How to configure TokenizerFast for AutoTokenizer

Hi there,

I made a custom model and tokenizer for Retribert architecture. For some reason, when using AutoTokenizer.from_pretrained method, the tokenizer does not initialize model_max_len tokenizer attribute to 512 but to a default of a very large integer. If I invoke AutoTokenizer.from_pretrained with an additional max_len=512 kwarg then the model_max_len gets set to 512 as expected. However, as you might expect I don’t want users to pass this additional kwarg but would prefer to somehow set this value by default.

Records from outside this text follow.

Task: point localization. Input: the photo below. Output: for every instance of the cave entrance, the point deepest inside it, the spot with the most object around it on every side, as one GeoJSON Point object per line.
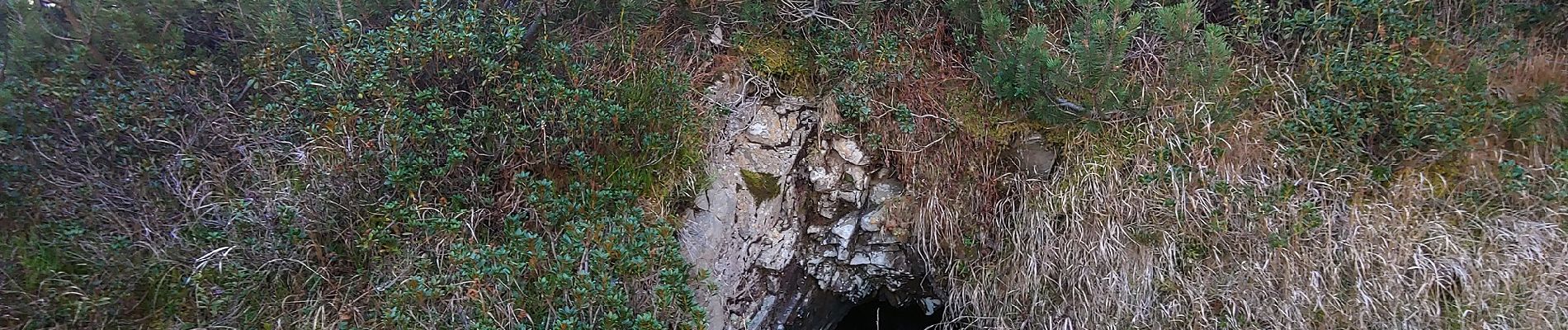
{"type": "Point", "coordinates": [878, 314]}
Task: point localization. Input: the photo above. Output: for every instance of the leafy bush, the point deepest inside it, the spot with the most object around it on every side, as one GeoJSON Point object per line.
{"type": "Point", "coordinates": [1084, 73]}
{"type": "Point", "coordinates": [1379, 91]}
{"type": "Point", "coordinates": [193, 165]}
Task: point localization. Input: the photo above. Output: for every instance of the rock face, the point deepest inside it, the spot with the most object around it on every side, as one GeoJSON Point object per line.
{"type": "Point", "coordinates": [791, 229]}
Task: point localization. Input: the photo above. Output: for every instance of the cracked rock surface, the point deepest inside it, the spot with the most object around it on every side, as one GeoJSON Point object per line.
{"type": "Point", "coordinates": [791, 230]}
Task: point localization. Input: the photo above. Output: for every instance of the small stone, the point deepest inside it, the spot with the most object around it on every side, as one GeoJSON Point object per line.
{"type": "Point", "coordinates": [885, 190]}
{"type": "Point", "coordinates": [850, 152]}
{"type": "Point", "coordinates": [876, 258]}
{"type": "Point", "coordinates": [1035, 155]}
{"type": "Point", "coordinates": [858, 177]}
{"type": "Point", "coordinates": [872, 221]}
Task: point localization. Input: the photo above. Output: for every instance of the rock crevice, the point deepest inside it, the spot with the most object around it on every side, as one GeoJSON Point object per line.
{"type": "Point", "coordinates": [792, 229]}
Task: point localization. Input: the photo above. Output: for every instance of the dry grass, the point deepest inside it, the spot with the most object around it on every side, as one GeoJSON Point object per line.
{"type": "Point", "coordinates": [1145, 225]}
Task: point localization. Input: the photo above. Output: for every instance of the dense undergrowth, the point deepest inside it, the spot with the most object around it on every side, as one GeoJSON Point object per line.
{"type": "Point", "coordinates": [399, 166]}
{"type": "Point", "coordinates": [513, 165]}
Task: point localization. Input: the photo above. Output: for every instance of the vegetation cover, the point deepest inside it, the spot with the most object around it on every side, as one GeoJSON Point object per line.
{"type": "Point", "coordinates": [522, 165]}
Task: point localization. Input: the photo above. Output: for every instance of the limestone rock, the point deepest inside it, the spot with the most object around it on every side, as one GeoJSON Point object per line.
{"type": "Point", "coordinates": [770, 266]}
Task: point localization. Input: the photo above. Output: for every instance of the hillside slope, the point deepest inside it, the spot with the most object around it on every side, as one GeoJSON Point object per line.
{"type": "Point", "coordinates": [742, 165]}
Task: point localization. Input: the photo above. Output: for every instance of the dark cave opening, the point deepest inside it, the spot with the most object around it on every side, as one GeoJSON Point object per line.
{"type": "Point", "coordinates": [878, 314]}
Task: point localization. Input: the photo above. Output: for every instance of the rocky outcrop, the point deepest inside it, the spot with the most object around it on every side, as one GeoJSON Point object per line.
{"type": "Point", "coordinates": [791, 230]}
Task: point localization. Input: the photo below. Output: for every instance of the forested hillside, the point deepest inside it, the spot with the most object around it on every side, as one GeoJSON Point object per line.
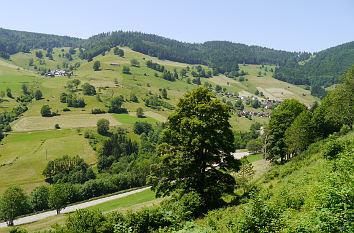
{"type": "Point", "coordinates": [323, 69]}
{"type": "Point", "coordinates": [221, 55]}
{"type": "Point", "coordinates": [12, 41]}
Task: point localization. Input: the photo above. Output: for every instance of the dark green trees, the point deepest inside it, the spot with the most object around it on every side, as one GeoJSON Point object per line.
{"type": "Point", "coordinates": [140, 112]}
{"type": "Point", "coordinates": [13, 203]}
{"type": "Point", "coordinates": [46, 111]}
{"type": "Point", "coordinates": [88, 89]}
{"type": "Point", "coordinates": [116, 105]}
{"type": "Point", "coordinates": [281, 119]}
{"type": "Point", "coordinates": [39, 198]}
{"type": "Point", "coordinates": [197, 137]}
{"type": "Point", "coordinates": [38, 95]}
{"type": "Point", "coordinates": [96, 65]}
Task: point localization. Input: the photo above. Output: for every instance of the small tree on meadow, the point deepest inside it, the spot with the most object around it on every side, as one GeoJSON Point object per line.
{"type": "Point", "coordinates": [126, 70]}
{"type": "Point", "coordinates": [102, 126]}
{"type": "Point", "coordinates": [13, 203]}
{"type": "Point", "coordinates": [38, 95]}
{"type": "Point", "coordinates": [46, 111]}
{"type": "Point", "coordinates": [140, 112]}
{"type": "Point", "coordinates": [58, 197]}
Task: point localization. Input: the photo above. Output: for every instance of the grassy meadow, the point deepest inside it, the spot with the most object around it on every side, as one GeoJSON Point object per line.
{"type": "Point", "coordinates": [22, 152]}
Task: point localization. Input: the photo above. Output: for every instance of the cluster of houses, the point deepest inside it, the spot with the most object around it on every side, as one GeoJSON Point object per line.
{"type": "Point", "coordinates": [245, 113]}
{"type": "Point", "coordinates": [57, 73]}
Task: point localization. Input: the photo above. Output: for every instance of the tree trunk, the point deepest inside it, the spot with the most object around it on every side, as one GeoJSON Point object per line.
{"type": "Point", "coordinates": [10, 222]}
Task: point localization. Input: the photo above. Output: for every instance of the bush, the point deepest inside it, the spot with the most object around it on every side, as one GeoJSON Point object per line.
{"type": "Point", "coordinates": [142, 127]}
{"type": "Point", "coordinates": [186, 206]}
{"type": "Point", "coordinates": [102, 126]}
{"type": "Point", "coordinates": [46, 111]}
{"type": "Point", "coordinates": [97, 111]}
{"type": "Point", "coordinates": [332, 149]}
{"type": "Point", "coordinates": [88, 89]}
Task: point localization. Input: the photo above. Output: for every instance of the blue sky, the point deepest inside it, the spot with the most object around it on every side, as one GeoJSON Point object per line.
{"type": "Point", "coordinates": [293, 25]}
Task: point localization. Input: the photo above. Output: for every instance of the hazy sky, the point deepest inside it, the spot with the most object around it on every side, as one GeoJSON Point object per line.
{"type": "Point", "coordinates": [293, 25]}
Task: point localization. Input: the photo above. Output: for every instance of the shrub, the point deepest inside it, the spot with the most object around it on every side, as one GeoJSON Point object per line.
{"type": "Point", "coordinates": [332, 149]}
{"type": "Point", "coordinates": [102, 126]}
{"type": "Point", "coordinates": [46, 111]}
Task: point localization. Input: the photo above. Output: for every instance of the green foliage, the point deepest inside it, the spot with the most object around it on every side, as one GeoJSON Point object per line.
{"type": "Point", "coordinates": [254, 145]}
{"type": "Point", "coordinates": [244, 175]}
{"type": "Point", "coordinates": [17, 230]}
{"type": "Point", "coordinates": [118, 51]}
{"type": "Point", "coordinates": [85, 221]}
{"type": "Point", "coordinates": [68, 169]}
{"type": "Point", "coordinates": [281, 119]}
{"type": "Point", "coordinates": [300, 134]}
{"type": "Point", "coordinates": [332, 149]}
{"type": "Point", "coordinates": [140, 112]}
{"type": "Point", "coordinates": [142, 127]}
{"type": "Point", "coordinates": [116, 105]}
{"type": "Point", "coordinates": [58, 197]}
{"type": "Point", "coordinates": [198, 135]}
{"type": "Point", "coordinates": [46, 111]}
{"type": "Point", "coordinates": [321, 70]}
{"type": "Point", "coordinates": [96, 65]}
{"type": "Point", "coordinates": [154, 102]}
{"type": "Point", "coordinates": [88, 89]}
{"type": "Point", "coordinates": [134, 62]}
{"type": "Point", "coordinates": [186, 206]}
{"type": "Point", "coordinates": [13, 203]}
{"type": "Point", "coordinates": [38, 95]}
{"type": "Point", "coordinates": [39, 198]}
{"type": "Point", "coordinates": [102, 126]}
{"type": "Point", "coordinates": [126, 70]}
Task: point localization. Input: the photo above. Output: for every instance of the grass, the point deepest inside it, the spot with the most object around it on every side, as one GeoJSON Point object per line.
{"type": "Point", "coordinates": [109, 81]}
{"type": "Point", "coordinates": [132, 202]}
{"type": "Point", "coordinates": [128, 119]}
{"type": "Point", "coordinates": [254, 157]}
{"type": "Point", "coordinates": [65, 121]}
{"type": "Point", "coordinates": [25, 155]}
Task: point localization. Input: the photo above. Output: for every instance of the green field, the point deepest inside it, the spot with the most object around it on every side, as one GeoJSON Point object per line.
{"type": "Point", "coordinates": [25, 155]}
{"type": "Point", "coordinates": [128, 119]}
{"type": "Point", "coordinates": [25, 160]}
{"type": "Point", "coordinates": [132, 202]}
{"type": "Point", "coordinates": [254, 157]}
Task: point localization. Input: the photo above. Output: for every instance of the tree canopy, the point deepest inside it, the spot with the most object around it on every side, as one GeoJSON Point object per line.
{"type": "Point", "coordinates": [196, 153]}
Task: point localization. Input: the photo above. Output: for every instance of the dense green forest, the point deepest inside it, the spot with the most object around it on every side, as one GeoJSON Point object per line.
{"type": "Point", "coordinates": [12, 41]}
{"type": "Point", "coordinates": [221, 55]}
{"type": "Point", "coordinates": [300, 68]}
{"type": "Point", "coordinates": [323, 69]}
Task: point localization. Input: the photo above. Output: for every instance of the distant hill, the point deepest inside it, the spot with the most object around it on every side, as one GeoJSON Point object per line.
{"type": "Point", "coordinates": [220, 55]}
{"type": "Point", "coordinates": [300, 68]}
{"type": "Point", "coordinates": [323, 69]}
{"type": "Point", "coordinates": [12, 41]}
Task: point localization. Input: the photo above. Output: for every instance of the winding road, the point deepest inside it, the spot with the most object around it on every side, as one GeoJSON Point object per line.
{"type": "Point", "coordinates": [43, 215]}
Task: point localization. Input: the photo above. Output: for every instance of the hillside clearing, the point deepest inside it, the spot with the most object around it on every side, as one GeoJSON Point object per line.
{"type": "Point", "coordinates": [65, 121]}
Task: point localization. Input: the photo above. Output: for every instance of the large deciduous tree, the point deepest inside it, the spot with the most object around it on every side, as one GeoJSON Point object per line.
{"type": "Point", "coordinates": [13, 203]}
{"type": "Point", "coordinates": [280, 120]}
{"type": "Point", "coordinates": [196, 155]}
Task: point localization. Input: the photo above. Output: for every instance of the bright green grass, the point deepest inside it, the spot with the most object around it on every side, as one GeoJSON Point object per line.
{"type": "Point", "coordinates": [131, 202]}
{"type": "Point", "coordinates": [128, 119]}
{"type": "Point", "coordinates": [254, 157]}
{"type": "Point", "coordinates": [137, 198]}
{"type": "Point", "coordinates": [27, 154]}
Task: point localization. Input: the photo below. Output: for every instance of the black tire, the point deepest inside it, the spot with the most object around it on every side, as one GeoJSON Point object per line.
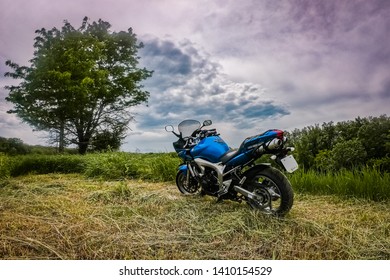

I figured out that TokenizerFast gets initialized from tokenizer.json and I attempted to add model_max_len attribute to tokenizer.json. However, as soon as I do that AutoTokenizer complains that it can not load the JSON file any longer. Perhaps this property can’t be set via tokenizer.json or perhaps I am not adding it at the right JSON node.

Any ideas on how to set model_max_len tokenizer property so that AutoTokenizer picks it up without additional kwargs?

Best,
Vladimir

Hi again,

The model_max_len default seems to be initialized in the modelling class itself. See for example Retribert and how it gets set in the tokenizer for the official HF models, known models and their registered paths. Because the path of my model is not registered with the HF codebase this value does not get set.

Which leaves me confused about how to set model_max_len value even more? :slight_smile:

Vladimir

Hi, I figured this one out; leaving a small note if you stumble on this issue yourself. All you need to do is add tokenizer_config.json file with additional configs for the tokenizer. I added a simple tokenizer_config.json with the following contents:
{“model_max_length”: 512}

That’s all.

Cheers,
Vladimir